I had a fresh batch of poems, so I sent those right away. Here is what came back: “We won’t be publishing anything from your submission, but we wish you the best of luck in publishing it elsewhere and appreciate you sending it our way.”


That is standard language, generalized, not cruel, but not really encouragement. No “enjoyed” — not once, let alone twice. The sort thing they’ve sent me from the beginning. Yet I only had to wait two months. That’s a record in recent history for me. Usually it’s a year or more. So maybe Poetry has different tiers? The when-we-get-around-to-it tier for all the unknown poets (my tier up to now), then a look-sooner-shows-promise tier? Or maybe they finally staffed up with enough first readers that rejection wait times have been pared down by 80%? Or … 


Anyway, it would be nice to have a poem in Poetry. The encouraging rejection may be as close as I get. As you’ve seen, I’m right back to the unencouraging. I sent again. We’ll see if I am back to a 13-month wait as well. 

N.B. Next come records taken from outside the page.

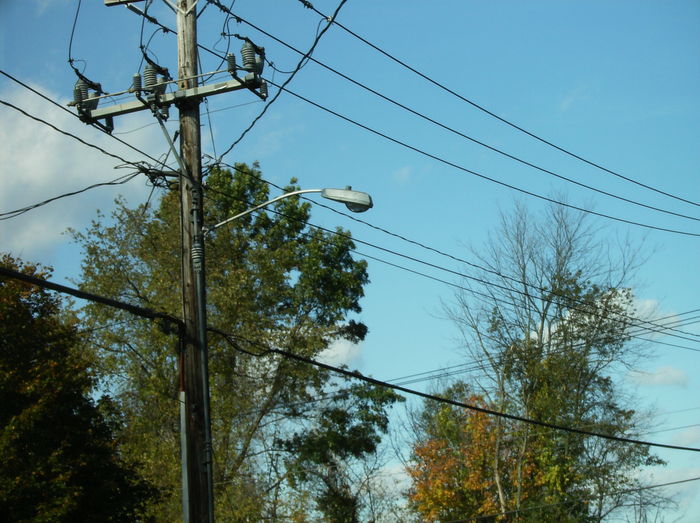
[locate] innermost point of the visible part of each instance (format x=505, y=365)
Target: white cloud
x=573, y=97
x=39, y=163
x=341, y=352
x=402, y=175
x=668, y=376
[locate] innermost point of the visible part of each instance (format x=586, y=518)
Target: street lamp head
x=356, y=201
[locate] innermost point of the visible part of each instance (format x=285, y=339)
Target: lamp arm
x=207, y=230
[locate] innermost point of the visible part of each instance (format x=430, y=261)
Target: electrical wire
x=233, y=341
x=117, y=181
x=480, y=175
x=470, y=138
x=636, y=322
x=56, y=104
x=500, y=118
x=218, y=4
x=66, y=133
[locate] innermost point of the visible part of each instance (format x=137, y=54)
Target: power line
x=467, y=137
x=117, y=181
x=56, y=104
x=66, y=133
x=355, y=374
x=218, y=4
x=494, y=115
x=480, y=175
x=627, y=317
x=167, y=321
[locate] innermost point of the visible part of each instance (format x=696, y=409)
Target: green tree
x=272, y=280
x=342, y=432
x=59, y=459
x=548, y=336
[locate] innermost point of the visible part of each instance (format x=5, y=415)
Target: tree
x=548, y=320
x=341, y=434
x=59, y=459
x=273, y=281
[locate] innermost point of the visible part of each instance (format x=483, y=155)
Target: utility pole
x=196, y=373
x=195, y=422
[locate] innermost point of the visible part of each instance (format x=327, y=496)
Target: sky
x=615, y=83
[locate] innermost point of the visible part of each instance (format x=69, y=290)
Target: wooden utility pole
x=196, y=440
x=199, y=446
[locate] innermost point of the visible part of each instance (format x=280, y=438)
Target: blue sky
x=615, y=82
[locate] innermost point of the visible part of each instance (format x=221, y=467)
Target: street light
x=355, y=201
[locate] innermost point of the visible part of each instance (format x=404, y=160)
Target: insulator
x=77, y=95
x=231, y=61
x=81, y=86
x=136, y=83
x=150, y=77
x=248, y=54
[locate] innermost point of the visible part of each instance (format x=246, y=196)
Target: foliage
x=59, y=460
x=272, y=280
x=342, y=432
x=548, y=336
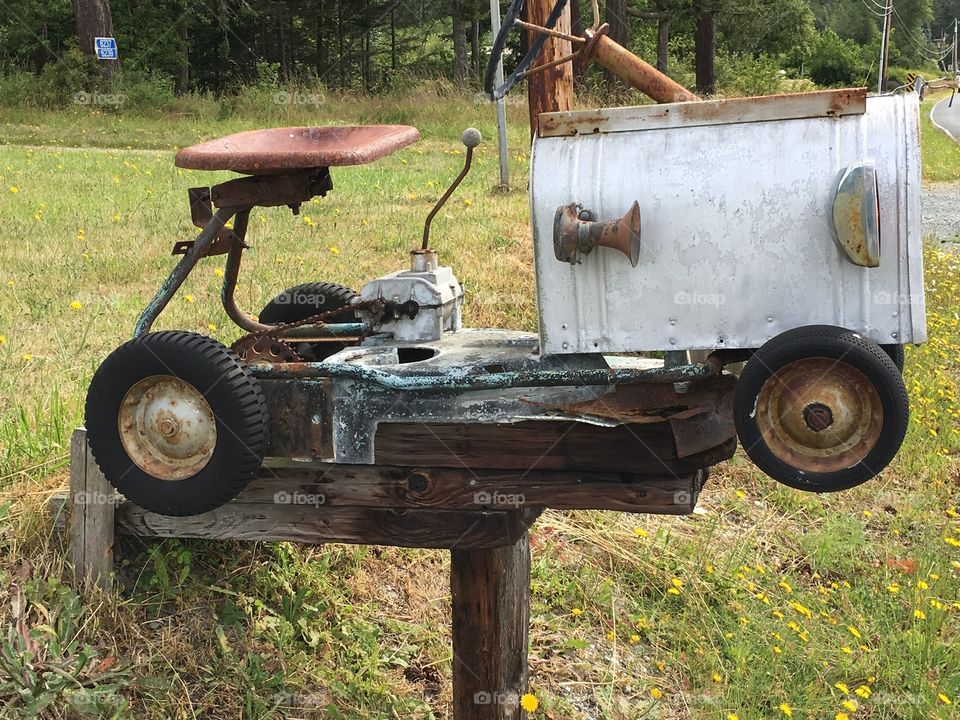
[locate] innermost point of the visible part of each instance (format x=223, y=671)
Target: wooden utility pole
x=549, y=90
x=885, y=48
x=954, y=44
x=94, y=20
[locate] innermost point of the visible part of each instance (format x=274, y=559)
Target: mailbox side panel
x=736, y=233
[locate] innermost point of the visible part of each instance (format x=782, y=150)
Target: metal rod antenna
x=501, y=103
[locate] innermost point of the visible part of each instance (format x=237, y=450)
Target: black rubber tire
x=303, y=301
x=896, y=354
x=822, y=341
x=234, y=397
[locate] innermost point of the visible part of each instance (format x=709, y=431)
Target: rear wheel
x=176, y=423
x=821, y=408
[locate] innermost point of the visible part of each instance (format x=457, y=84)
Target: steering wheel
x=500, y=44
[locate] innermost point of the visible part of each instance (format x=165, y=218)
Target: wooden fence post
x=549, y=90
x=91, y=516
x=491, y=616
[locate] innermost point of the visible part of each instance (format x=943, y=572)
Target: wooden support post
x=550, y=90
x=491, y=615
x=91, y=516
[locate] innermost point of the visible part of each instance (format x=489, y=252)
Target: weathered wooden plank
x=490, y=592
x=457, y=488
x=823, y=104
x=541, y=445
x=316, y=525
x=91, y=516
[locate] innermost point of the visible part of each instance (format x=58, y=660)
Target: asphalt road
x=948, y=118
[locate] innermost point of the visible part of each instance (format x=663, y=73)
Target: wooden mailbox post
x=406, y=506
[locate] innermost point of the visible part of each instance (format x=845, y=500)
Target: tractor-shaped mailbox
x=780, y=231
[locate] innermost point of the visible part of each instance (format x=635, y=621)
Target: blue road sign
x=106, y=48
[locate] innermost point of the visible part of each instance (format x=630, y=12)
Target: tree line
x=221, y=46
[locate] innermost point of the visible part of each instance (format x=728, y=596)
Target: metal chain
x=273, y=332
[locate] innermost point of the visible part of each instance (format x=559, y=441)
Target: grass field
x=766, y=603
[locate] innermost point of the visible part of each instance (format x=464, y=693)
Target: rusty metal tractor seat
x=278, y=151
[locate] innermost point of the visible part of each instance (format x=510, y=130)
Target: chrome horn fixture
x=576, y=233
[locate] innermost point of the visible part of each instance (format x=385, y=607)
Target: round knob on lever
x=471, y=137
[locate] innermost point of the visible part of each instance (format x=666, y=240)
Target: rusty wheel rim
x=819, y=415
x=167, y=427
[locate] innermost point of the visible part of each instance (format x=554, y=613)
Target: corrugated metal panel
x=736, y=238
x=826, y=103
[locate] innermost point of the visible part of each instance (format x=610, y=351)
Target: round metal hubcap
x=819, y=415
x=167, y=427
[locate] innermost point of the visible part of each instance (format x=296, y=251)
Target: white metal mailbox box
x=744, y=208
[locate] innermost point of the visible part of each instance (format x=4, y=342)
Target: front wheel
x=176, y=422
x=821, y=408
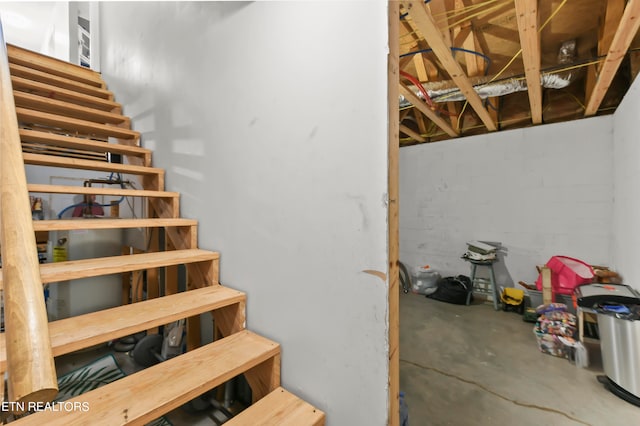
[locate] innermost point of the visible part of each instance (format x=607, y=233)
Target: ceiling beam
x=424, y=108
x=412, y=134
x=606, y=32
x=424, y=22
x=623, y=37
x=527, y=16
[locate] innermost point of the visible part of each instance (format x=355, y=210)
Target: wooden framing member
x=606, y=32
x=623, y=37
x=393, y=274
x=438, y=8
x=424, y=108
x=32, y=372
x=527, y=15
x=427, y=25
x=412, y=134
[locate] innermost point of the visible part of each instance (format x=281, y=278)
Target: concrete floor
x=472, y=365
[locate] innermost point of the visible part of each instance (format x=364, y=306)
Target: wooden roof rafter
x=527, y=16
x=622, y=39
x=424, y=22
x=424, y=108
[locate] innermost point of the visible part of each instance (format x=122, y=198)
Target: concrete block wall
x=541, y=191
x=626, y=236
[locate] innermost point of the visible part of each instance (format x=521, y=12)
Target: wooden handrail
x=32, y=374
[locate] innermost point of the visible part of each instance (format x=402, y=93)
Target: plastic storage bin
x=424, y=281
x=567, y=273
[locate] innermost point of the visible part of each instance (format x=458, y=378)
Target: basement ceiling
x=470, y=67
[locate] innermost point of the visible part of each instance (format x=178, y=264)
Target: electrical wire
x=83, y=204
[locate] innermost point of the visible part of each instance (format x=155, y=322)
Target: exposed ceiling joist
x=425, y=23
x=423, y=108
x=414, y=135
x=527, y=15
x=622, y=39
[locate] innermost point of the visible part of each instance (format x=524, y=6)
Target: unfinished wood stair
x=68, y=119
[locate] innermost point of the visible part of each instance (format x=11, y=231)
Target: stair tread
x=20, y=83
x=74, y=124
x=78, y=223
x=68, y=109
x=85, y=268
x=35, y=136
x=75, y=333
x=279, y=408
x=152, y=392
x=116, y=191
x=74, y=163
x=54, y=80
x=28, y=58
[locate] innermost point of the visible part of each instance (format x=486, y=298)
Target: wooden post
x=393, y=276
x=32, y=374
x=547, y=291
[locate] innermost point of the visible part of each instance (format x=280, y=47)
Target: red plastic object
x=567, y=273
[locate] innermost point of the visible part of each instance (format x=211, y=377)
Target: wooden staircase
x=69, y=119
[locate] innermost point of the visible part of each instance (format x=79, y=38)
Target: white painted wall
x=541, y=191
x=39, y=26
x=626, y=154
x=270, y=118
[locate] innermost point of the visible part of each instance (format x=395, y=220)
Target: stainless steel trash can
x=620, y=347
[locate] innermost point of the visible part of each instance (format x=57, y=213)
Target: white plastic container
x=424, y=280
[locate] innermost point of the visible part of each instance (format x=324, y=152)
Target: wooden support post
x=547, y=291
x=32, y=373
x=393, y=275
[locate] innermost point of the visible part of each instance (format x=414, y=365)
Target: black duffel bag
x=453, y=290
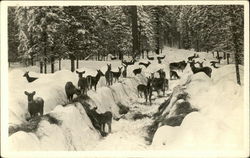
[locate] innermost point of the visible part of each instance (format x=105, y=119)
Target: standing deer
x=109, y=75
x=34, y=106
x=29, y=79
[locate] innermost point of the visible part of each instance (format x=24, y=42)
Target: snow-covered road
x=219, y=99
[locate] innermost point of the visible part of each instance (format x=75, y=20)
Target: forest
x=45, y=34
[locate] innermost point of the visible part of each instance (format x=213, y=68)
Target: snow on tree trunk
x=135, y=30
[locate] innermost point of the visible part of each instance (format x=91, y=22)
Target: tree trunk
x=228, y=57
x=157, y=51
x=235, y=38
x=77, y=63
x=59, y=63
x=72, y=65
x=45, y=65
x=218, y=54
x=134, y=30
x=41, y=67
x=52, y=64
x=31, y=60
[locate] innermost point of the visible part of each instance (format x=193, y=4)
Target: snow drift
x=218, y=125
x=76, y=131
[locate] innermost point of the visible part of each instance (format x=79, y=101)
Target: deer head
x=30, y=95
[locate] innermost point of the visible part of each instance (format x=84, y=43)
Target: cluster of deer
x=153, y=84
x=182, y=64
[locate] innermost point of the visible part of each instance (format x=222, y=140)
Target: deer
x=160, y=58
x=70, y=90
x=132, y=62
x=192, y=57
x=145, y=64
x=213, y=63
x=82, y=82
x=109, y=75
x=200, y=63
x=93, y=80
x=150, y=58
x=103, y=118
x=206, y=70
x=174, y=74
x=29, y=79
x=146, y=90
x=178, y=65
x=116, y=75
x=35, y=106
x=124, y=73
x=159, y=84
x=137, y=71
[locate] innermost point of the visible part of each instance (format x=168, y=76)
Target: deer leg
x=146, y=97
x=103, y=127
x=109, y=124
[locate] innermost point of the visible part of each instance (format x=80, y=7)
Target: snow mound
x=74, y=133
x=219, y=123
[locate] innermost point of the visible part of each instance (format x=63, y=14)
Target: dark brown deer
x=93, y=80
x=159, y=84
x=124, y=73
x=82, y=82
x=132, y=62
x=150, y=58
x=160, y=58
x=103, y=118
x=34, y=106
x=29, y=79
x=173, y=74
x=109, y=75
x=178, y=65
x=145, y=64
x=70, y=90
x=200, y=63
x=137, y=71
x=146, y=90
x=192, y=57
x=116, y=75
x=206, y=70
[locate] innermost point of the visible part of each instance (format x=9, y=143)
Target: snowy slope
x=216, y=124
x=219, y=123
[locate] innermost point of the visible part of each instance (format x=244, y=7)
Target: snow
x=217, y=125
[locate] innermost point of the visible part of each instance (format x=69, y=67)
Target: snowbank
x=219, y=123
x=75, y=131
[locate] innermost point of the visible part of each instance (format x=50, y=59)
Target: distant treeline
x=46, y=33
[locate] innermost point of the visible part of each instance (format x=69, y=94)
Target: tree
x=133, y=10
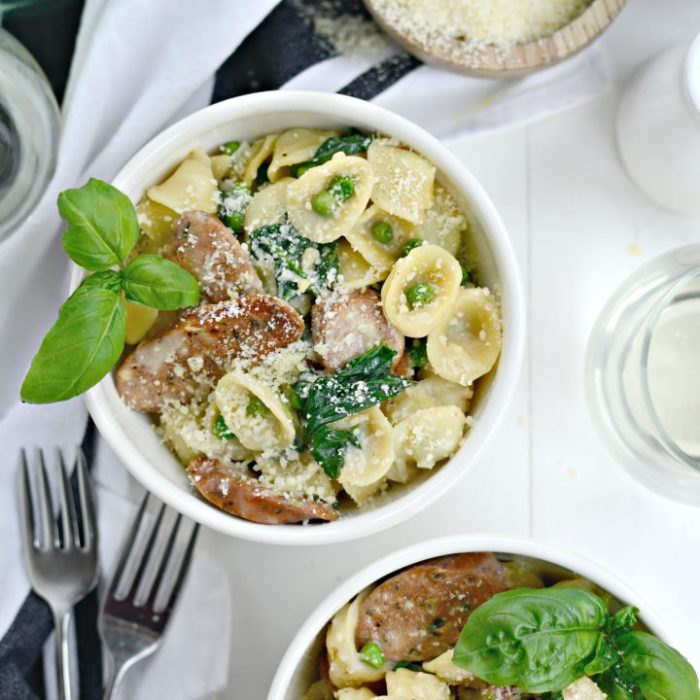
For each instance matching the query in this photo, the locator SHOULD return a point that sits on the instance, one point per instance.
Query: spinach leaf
(537, 639)
(364, 382)
(351, 144)
(102, 225)
(329, 447)
(286, 247)
(656, 670)
(159, 283)
(108, 279)
(80, 348)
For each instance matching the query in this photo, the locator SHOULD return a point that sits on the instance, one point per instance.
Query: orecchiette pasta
(323, 229)
(428, 265)
(295, 146)
(254, 412)
(427, 393)
(191, 186)
(298, 475)
(415, 685)
(379, 254)
(404, 181)
(354, 271)
(370, 462)
(466, 343)
(261, 151)
(444, 223)
(429, 435)
(347, 669)
(268, 205)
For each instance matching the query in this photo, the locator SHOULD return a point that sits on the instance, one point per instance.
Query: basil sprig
(364, 382)
(542, 640)
(87, 339)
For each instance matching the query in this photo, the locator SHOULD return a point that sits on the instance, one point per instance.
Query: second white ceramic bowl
(131, 435)
(298, 665)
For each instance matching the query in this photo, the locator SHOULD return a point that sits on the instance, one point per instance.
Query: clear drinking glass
(643, 374)
(29, 128)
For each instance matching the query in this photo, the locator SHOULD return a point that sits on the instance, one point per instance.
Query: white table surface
(579, 227)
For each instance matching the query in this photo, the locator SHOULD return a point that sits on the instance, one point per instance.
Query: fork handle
(62, 622)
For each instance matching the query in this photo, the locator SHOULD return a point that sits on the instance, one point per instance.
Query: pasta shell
(191, 186)
(257, 431)
(466, 343)
(428, 264)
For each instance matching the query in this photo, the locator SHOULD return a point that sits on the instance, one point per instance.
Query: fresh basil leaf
(364, 382)
(329, 447)
(102, 225)
(79, 349)
(657, 671)
(159, 283)
(536, 639)
(351, 144)
(108, 279)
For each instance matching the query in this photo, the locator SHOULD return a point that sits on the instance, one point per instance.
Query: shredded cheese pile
(479, 23)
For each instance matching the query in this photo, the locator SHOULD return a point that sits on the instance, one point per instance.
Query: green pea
(382, 232)
(324, 204)
(420, 294)
(410, 245)
(372, 654)
(222, 431)
(230, 147)
(466, 275)
(342, 188)
(256, 407)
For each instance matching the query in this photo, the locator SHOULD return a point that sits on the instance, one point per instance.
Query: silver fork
(62, 569)
(131, 625)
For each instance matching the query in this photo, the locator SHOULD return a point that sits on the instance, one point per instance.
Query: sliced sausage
(345, 327)
(202, 245)
(418, 614)
(184, 359)
(247, 498)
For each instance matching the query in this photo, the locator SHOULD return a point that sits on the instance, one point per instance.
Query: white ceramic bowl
(131, 434)
(298, 664)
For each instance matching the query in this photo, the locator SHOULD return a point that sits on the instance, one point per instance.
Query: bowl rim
(452, 544)
(346, 109)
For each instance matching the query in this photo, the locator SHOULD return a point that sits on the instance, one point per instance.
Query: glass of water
(643, 374)
(29, 128)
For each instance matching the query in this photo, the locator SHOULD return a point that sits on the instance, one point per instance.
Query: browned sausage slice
(418, 614)
(187, 357)
(247, 498)
(345, 327)
(208, 250)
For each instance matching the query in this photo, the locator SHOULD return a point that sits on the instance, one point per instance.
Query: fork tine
(25, 503)
(184, 566)
(164, 561)
(146, 555)
(87, 502)
(69, 523)
(126, 549)
(46, 519)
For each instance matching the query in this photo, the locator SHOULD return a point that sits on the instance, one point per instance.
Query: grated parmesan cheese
(477, 24)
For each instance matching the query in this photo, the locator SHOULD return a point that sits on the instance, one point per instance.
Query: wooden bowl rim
(521, 58)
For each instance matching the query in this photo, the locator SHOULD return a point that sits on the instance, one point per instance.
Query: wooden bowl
(521, 59)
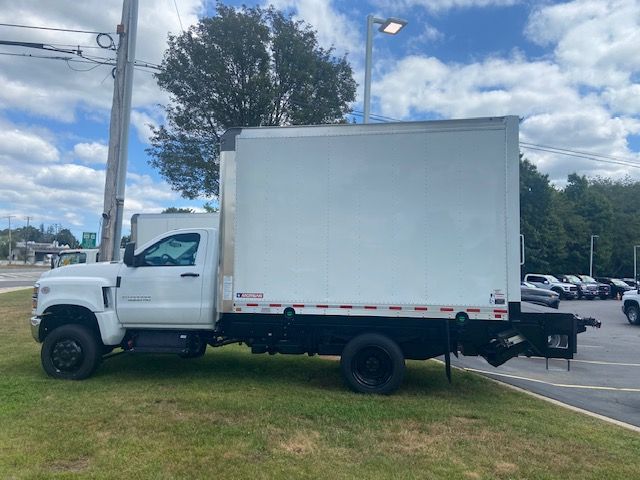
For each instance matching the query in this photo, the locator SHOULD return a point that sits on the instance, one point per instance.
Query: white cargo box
(402, 219)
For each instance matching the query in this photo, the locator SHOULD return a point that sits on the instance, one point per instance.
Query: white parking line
(595, 362)
(561, 385)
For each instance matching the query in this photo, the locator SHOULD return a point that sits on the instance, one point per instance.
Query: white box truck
(377, 243)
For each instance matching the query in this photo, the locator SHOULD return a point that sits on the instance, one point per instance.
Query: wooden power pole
(119, 134)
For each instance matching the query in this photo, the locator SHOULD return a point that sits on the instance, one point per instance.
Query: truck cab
(164, 287)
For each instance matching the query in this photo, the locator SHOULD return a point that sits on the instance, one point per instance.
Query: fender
(81, 291)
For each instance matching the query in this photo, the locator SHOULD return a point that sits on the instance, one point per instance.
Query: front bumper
(35, 328)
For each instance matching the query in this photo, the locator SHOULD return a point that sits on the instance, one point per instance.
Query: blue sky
(569, 69)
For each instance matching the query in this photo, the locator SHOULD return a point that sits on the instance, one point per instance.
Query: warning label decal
(249, 295)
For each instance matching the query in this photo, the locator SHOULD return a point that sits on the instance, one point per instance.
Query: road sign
(89, 239)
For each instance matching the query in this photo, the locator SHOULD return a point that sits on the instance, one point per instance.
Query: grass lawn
(231, 414)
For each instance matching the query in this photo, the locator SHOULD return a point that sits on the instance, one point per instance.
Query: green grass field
(231, 414)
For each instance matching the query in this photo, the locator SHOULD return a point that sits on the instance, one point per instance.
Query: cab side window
(176, 250)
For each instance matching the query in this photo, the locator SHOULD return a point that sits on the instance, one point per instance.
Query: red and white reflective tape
(416, 311)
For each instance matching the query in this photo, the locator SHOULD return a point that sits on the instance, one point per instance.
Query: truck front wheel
(70, 352)
(372, 363)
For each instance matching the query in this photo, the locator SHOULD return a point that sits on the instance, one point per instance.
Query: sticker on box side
(249, 295)
(227, 287)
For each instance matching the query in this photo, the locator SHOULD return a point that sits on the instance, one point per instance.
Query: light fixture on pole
(390, 26)
(591, 256)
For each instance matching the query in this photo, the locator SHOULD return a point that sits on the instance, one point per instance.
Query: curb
(13, 289)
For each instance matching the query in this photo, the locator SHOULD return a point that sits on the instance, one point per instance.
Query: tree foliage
(242, 67)
(558, 223)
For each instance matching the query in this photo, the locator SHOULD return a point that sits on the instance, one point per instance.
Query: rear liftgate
(547, 335)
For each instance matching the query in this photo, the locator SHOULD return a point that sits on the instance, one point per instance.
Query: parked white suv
(549, 282)
(631, 306)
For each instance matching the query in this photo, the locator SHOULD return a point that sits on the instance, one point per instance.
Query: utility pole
(591, 256)
(26, 241)
(10, 252)
(119, 134)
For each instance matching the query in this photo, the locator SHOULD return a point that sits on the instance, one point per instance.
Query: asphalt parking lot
(604, 377)
(18, 276)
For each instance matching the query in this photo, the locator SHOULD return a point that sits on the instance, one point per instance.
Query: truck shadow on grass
(241, 367)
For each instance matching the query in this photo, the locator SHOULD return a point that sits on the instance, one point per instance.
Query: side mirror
(129, 257)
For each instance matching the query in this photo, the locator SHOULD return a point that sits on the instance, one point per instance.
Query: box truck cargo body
(416, 220)
(377, 243)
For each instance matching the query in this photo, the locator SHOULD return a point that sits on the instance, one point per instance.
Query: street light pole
(591, 257)
(115, 180)
(390, 26)
(10, 252)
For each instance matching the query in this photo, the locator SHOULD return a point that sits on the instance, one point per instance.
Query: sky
(570, 70)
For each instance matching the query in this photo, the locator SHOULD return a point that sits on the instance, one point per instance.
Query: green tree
(242, 67)
(65, 237)
(591, 214)
(539, 221)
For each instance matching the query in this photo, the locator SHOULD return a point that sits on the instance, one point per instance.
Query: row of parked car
(548, 290)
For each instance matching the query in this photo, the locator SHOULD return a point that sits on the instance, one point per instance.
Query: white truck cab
(305, 259)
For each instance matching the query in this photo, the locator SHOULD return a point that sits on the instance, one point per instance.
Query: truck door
(164, 288)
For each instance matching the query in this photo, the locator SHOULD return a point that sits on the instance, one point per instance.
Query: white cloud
(595, 41)
(25, 146)
(91, 153)
(50, 87)
(554, 111)
(34, 182)
(142, 122)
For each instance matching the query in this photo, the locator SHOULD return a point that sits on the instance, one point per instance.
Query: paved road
(604, 376)
(19, 277)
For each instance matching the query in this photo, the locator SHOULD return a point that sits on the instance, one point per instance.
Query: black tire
(71, 352)
(372, 363)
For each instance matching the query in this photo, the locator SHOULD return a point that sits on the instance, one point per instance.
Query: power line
(50, 28)
(178, 13)
(627, 163)
(608, 157)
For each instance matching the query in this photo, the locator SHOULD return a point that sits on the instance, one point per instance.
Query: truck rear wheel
(70, 352)
(632, 315)
(372, 363)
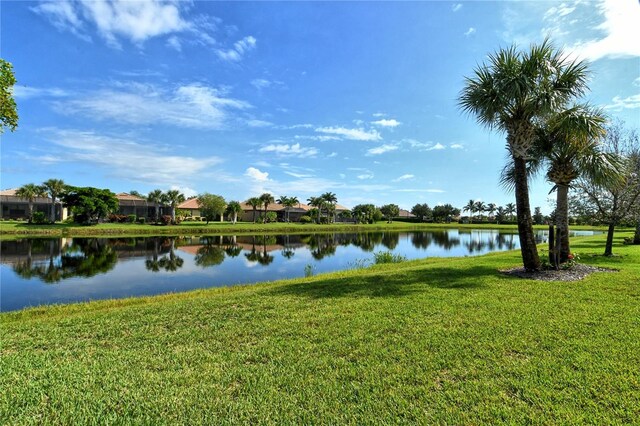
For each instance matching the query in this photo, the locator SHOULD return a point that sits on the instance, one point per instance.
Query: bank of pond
(37, 271)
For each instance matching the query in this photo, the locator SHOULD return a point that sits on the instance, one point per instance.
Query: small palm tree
(30, 192)
(471, 208)
(173, 197)
(55, 188)
(266, 199)
(156, 197)
(233, 208)
(254, 202)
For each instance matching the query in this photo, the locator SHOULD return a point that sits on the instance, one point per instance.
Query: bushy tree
(422, 212)
(89, 205)
(8, 108)
(211, 206)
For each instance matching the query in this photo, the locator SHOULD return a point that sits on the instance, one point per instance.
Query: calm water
(45, 271)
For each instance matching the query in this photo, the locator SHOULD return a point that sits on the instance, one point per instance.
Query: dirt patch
(575, 273)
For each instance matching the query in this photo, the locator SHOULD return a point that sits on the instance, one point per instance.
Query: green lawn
(22, 229)
(437, 341)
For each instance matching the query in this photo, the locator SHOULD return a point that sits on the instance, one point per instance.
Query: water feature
(45, 271)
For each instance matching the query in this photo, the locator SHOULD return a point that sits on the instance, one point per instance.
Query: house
(14, 207)
(134, 205)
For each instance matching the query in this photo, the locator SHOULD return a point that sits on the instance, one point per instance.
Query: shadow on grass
(402, 283)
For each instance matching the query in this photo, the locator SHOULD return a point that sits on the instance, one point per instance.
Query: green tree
(89, 204)
(510, 94)
(8, 108)
(266, 199)
(156, 197)
(422, 211)
(173, 197)
(30, 192)
(211, 206)
(390, 211)
(55, 188)
(254, 202)
(233, 209)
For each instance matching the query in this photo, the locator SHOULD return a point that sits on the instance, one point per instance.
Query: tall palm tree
(509, 94)
(155, 197)
(480, 208)
(471, 208)
(173, 197)
(233, 208)
(510, 209)
(491, 208)
(30, 192)
(254, 202)
(54, 187)
(570, 147)
(266, 199)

Interesting that the poem singled out for praise — “The Heart Again” — was brand fresh in September 2022. I was so pleased by it I sent it immediately to Poetry. By the time Poetry rejected it, “The Heart Again” had been rejected by 27 other faster-deciding zines. It has since been rejected four more times. That’s true of all the other poems in that 5-poem batch. Back in my 20s I would not have been able to endure 30 rejections of one batch. It would have been too bruising — and too expensive! I would have given up on good poems because I couldn’t afford the postage and because I couldn’t handle the dislike. Here in my 50s what’s changed? The basic expenses are different — having a computer, which I couldn’t afford in my early writing years, having an internet connection, paying reading/entry fees. I rarely pay fees, though. I can’t quite justify them. The average reading fee these days is $3 — and these venues typically do not provide any compensation, not even a contributor’s copy (not that that’s a thing with online publication). “The Heart Again,” the poem Poetry almost wanted, would have cost me $90 in fees by now. I can afford more rejections these days, but $90?


There are likely better publication-seeking strategies than my rather random style, I admit that. But I’m a rather random person, and I’m not going to turn into somebody else. Besides, it’s hard enough justifying the whole thing. There’s no money in it. There’s very little compensation of any kind, including making a name for oneself. I continue to send out my poems to honor my poems. They are good poems. They deserve to be little stars in the universe of poems.